The nitty-gritty of moving from WordPress to HarpJS

It wasn't easy but I'm now nearly happy with my all-new GitHub-Pages-hosted HarpJS-generated static blog. Here are all the gory details.

As I said in the previous posts, the move from WP to HarpJS was not exactly smooth. But I’m glad I’ve done it as I finally learned how to use a lot of things like Jade that I’ve long-fingered for years.

The first step was to get the original content out of WordPress. This had the added twist that the conoroneill.net blog actually started out as a Posterous blog which I imported into WordPress when I realised that Posterous was a dead-end. So the first two years of posts have some “interesting” problems in them.

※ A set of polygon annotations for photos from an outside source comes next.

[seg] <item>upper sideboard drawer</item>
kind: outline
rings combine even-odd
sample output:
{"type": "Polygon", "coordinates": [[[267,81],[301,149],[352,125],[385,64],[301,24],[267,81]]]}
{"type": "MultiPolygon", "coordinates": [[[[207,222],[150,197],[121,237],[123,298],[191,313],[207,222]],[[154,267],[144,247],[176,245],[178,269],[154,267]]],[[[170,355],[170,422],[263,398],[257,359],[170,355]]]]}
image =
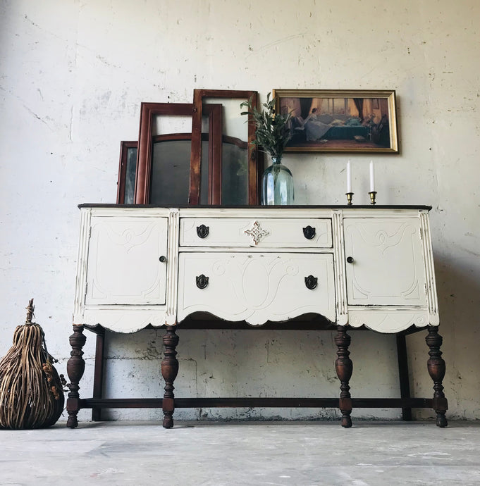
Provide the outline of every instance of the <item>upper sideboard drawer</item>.
{"type": "Polygon", "coordinates": [[[295,218],[182,218],[180,245],[331,248],[331,220],[295,218]]]}

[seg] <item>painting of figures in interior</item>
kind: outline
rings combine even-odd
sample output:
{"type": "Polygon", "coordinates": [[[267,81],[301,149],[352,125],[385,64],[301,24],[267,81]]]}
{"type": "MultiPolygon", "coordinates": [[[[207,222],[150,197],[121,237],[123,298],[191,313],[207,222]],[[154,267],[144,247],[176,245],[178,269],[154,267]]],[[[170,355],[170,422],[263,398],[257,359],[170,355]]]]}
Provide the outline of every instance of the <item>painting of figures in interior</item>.
{"type": "Polygon", "coordinates": [[[395,91],[274,89],[290,113],[285,151],[398,153],[395,91]]]}

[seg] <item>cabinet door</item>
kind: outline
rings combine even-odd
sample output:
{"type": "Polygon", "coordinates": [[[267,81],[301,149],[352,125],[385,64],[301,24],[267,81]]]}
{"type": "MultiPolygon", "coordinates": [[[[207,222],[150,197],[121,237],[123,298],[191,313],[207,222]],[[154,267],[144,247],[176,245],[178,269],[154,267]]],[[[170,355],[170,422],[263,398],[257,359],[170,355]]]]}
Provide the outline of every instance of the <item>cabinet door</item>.
{"type": "Polygon", "coordinates": [[[179,321],[196,311],[253,325],[310,312],[336,319],[331,254],[182,253],[178,283],[179,321]]]}
{"type": "Polygon", "coordinates": [[[94,216],[85,304],[165,304],[166,218],[94,216]]]}
{"type": "Polygon", "coordinates": [[[418,218],[345,218],[344,231],[350,305],[425,305],[418,218]]]}

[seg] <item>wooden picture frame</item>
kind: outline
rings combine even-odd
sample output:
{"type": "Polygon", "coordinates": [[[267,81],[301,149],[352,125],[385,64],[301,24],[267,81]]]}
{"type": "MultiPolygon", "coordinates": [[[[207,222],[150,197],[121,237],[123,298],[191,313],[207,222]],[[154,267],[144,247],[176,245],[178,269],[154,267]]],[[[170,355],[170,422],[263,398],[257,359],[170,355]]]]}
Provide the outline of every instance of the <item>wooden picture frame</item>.
{"type": "MultiPolygon", "coordinates": [[[[190,161],[190,199],[189,203],[192,205],[199,204],[200,200],[200,161],[202,159],[202,120],[205,109],[208,109],[209,104],[204,103],[206,98],[219,99],[235,99],[238,101],[238,114],[241,109],[240,104],[242,101],[252,99],[252,104],[257,106],[257,92],[240,91],[228,89],[194,89],[193,92],[193,116],[192,121],[192,155],[190,161]]],[[[259,187],[261,174],[259,173],[257,151],[252,144],[255,139],[255,127],[251,117],[245,120],[247,123],[247,204],[256,205],[259,203],[259,187]]],[[[223,129],[222,129],[223,130],[223,129]]],[[[222,141],[225,142],[231,139],[228,133],[222,132],[222,141]]],[[[211,187],[215,188],[214,197],[211,199],[213,204],[222,204],[222,152],[214,156],[211,163],[212,170],[210,173],[214,180],[211,187]]]]}
{"type": "MultiPolygon", "coordinates": [[[[149,204],[149,194],[152,163],[154,117],[157,116],[190,116],[193,113],[193,104],[190,103],[142,103],[140,108],[140,124],[138,135],[138,153],[137,157],[137,173],[135,177],[135,204],[149,204]]],[[[218,184],[214,175],[218,169],[214,161],[220,160],[219,154],[221,151],[221,106],[209,105],[205,110],[209,117],[209,203],[214,199],[214,184],[218,184]]],[[[170,134],[178,136],[180,134],[170,134]]],[[[191,139],[191,134],[183,134],[191,139]]],[[[173,139],[180,139],[172,138],[173,139]]],[[[185,137],[182,139],[186,139],[185,137]]],[[[201,144],[200,138],[200,144],[201,144]]],[[[198,161],[199,168],[200,166],[198,161]]],[[[191,186],[190,186],[191,187],[191,186]]],[[[189,192],[191,190],[189,187],[189,192]]],[[[190,201],[190,193],[188,200],[190,201]]],[[[187,202],[187,201],[185,201],[187,202]]],[[[198,204],[199,201],[196,204],[198,204]]]]}
{"type": "Polygon", "coordinates": [[[292,114],[292,139],[286,152],[399,152],[394,90],[272,93],[277,112],[292,114]]]}

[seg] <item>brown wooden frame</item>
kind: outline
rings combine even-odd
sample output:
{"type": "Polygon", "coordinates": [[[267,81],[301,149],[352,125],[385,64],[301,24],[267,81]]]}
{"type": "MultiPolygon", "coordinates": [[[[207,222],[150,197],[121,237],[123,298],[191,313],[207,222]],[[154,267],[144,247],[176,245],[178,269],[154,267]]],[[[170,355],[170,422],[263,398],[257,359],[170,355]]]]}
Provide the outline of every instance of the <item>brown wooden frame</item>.
{"type": "MultiPolygon", "coordinates": [[[[203,104],[204,98],[252,99],[254,106],[257,104],[256,91],[229,89],[194,89],[193,117],[192,120],[192,156],[190,159],[190,180],[189,204],[197,205],[200,199],[200,163],[202,160],[202,118],[209,104],[203,104]]],[[[248,118],[248,204],[258,204],[259,168],[257,151],[252,142],[255,139],[255,126],[251,116],[248,118]]],[[[215,198],[211,204],[221,204],[221,152],[216,155],[211,164],[209,174],[214,178],[211,186],[215,189],[215,198]],[[217,158],[219,157],[219,158],[217,158]]]]}
{"type": "MultiPolygon", "coordinates": [[[[140,126],[138,134],[137,154],[137,175],[135,177],[135,204],[148,204],[150,194],[150,174],[152,170],[152,149],[153,143],[153,117],[159,115],[192,116],[193,105],[190,103],[142,103],[140,126]]],[[[218,172],[213,161],[220,160],[221,151],[221,106],[209,105],[205,113],[209,116],[209,203],[213,203],[214,185],[218,185],[214,174],[218,172]],[[210,199],[212,199],[212,201],[210,199]]],[[[199,179],[198,181],[199,193],[199,179]]],[[[190,190],[190,189],[189,189],[190,190]]],[[[189,194],[190,199],[190,194],[189,194]]],[[[190,203],[191,204],[191,203],[190,203]]],[[[198,202],[196,203],[198,204],[198,202]]]]}

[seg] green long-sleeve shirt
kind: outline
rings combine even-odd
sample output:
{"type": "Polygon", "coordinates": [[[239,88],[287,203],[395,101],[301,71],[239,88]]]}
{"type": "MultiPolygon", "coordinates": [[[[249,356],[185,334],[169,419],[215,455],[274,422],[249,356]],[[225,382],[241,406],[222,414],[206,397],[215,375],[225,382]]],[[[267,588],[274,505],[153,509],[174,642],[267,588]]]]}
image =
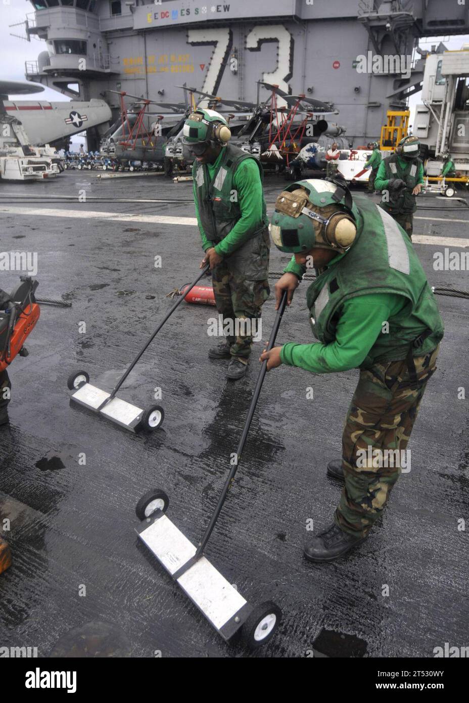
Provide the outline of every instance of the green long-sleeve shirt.
{"type": "Polygon", "coordinates": [[[280,352],[283,363],[298,366],[315,373],[333,373],[357,368],[365,361],[372,363],[389,351],[381,349],[383,323],[397,314],[407,304],[394,293],[369,293],[346,300],[336,330],[336,339],[328,344],[289,342],[280,352]]]}
{"type": "Polygon", "coordinates": [[[450,171],[454,171],[454,162],[451,161],[451,159],[447,162],[446,166],[442,171],[442,176],[446,176],[446,174],[449,173],[450,171]]]}
{"type": "MultiPolygon", "coordinates": [[[[327,268],[345,256],[346,252],[335,257],[327,268]]],[[[293,254],[284,270],[301,278],[306,268],[296,263],[293,254]]],[[[389,347],[381,347],[380,344],[383,323],[389,321],[407,304],[403,296],[395,293],[369,293],[350,298],[343,306],[333,342],[327,344],[320,342],[308,344],[289,342],[282,347],[280,359],[288,366],[315,373],[347,371],[365,361],[372,363],[389,352],[389,347]]]]}
{"type": "MultiPolygon", "coordinates": [[[[218,170],[223,152],[213,164],[207,164],[210,179],[212,179],[218,170]]],[[[202,227],[197,206],[197,183],[194,183],[194,200],[195,214],[199,224],[199,230],[202,240],[202,247],[207,249],[215,247],[215,251],[220,256],[232,254],[252,235],[253,231],[262,221],[264,192],[259,174],[259,168],[253,159],[245,159],[238,166],[233,177],[233,188],[236,191],[238,205],[241,209],[241,217],[233,228],[224,239],[215,244],[211,241],[202,227]]]]}
{"type": "MultiPolygon", "coordinates": [[[[400,156],[397,157],[397,161],[399,165],[402,169],[405,169],[409,162],[406,161],[405,159],[402,159],[400,156]]],[[[398,176],[396,176],[396,178],[398,176]]],[[[382,161],[380,164],[379,168],[378,169],[378,173],[376,174],[376,179],[374,182],[374,187],[376,191],[384,191],[389,186],[389,181],[390,179],[386,178],[386,167],[385,165],[384,161],[382,161]]],[[[418,172],[417,173],[417,183],[423,185],[423,164],[421,163],[418,166],[418,172]]]]}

The tool I used for import was wpJson4Harp as recommended on the HarpJS site. These were the notes I took on that part of the process:

  • It doesn’t work off a WXR export or WP APIs but actually needs access to your WordPress DB. This is not a goer if you have shared hosting with the MySQL access locked down. I had to dump my WP DB and load it into a VirtualBox Ubuntu VM and run the import tool there.
  • As I mentioned above, the older Posterous posts had problems
  • Lots of embedded YouTube Videos not working
  • I was gutted to discover that the Posterous to WP import had not moved over the images. So now that Posterous is gone, so are those images. A harsh lesson learned. I’m just imagining how exposed the average Tumblr person is to the same problem
  • Posterous seemed to use 4 spaces in formatting quite a bit. So of course Harp thinks this is source code in the generated MD files and formats appropriately. I manually did a search/replace on this to convert all sets of 4 spaces to 1. Seems to have done the trick
  • I’ve been using a YouTube plugin which lets me embed videos by using a fake url with the prefix httpv. None of these work. Probably won’t be that hard to do a search/replace on those eventually.
  • The “blog index” file that wpJson4Harp generated (_data.json) is quite crude. It has JS timestamps rather than human readable ones and the posts are not in chronological order
  • I ended up making some changes to its Python source to simplify its output and make it more “blog like”
  • I downloaded all the files from wp-content in WordPress and uploaded them to my S3 account using Cloudberry Explorer. I then did a search replace across all of the MD files to replace my conoroneill.net URLs with https://s3-eu-west-1.amazonaws.com/

So once I had all of the old blogposts as MD files, it was time to get them into some sort of HarpJS blog. I managed to install Harp on Windows after a lot of messing with Visual Studio Express (both 2010 and 2012 now installed) and node-sass. Actully node-saas just seems to be a general pain in the arse and I hope people start using something else that doesn’t require native compilation.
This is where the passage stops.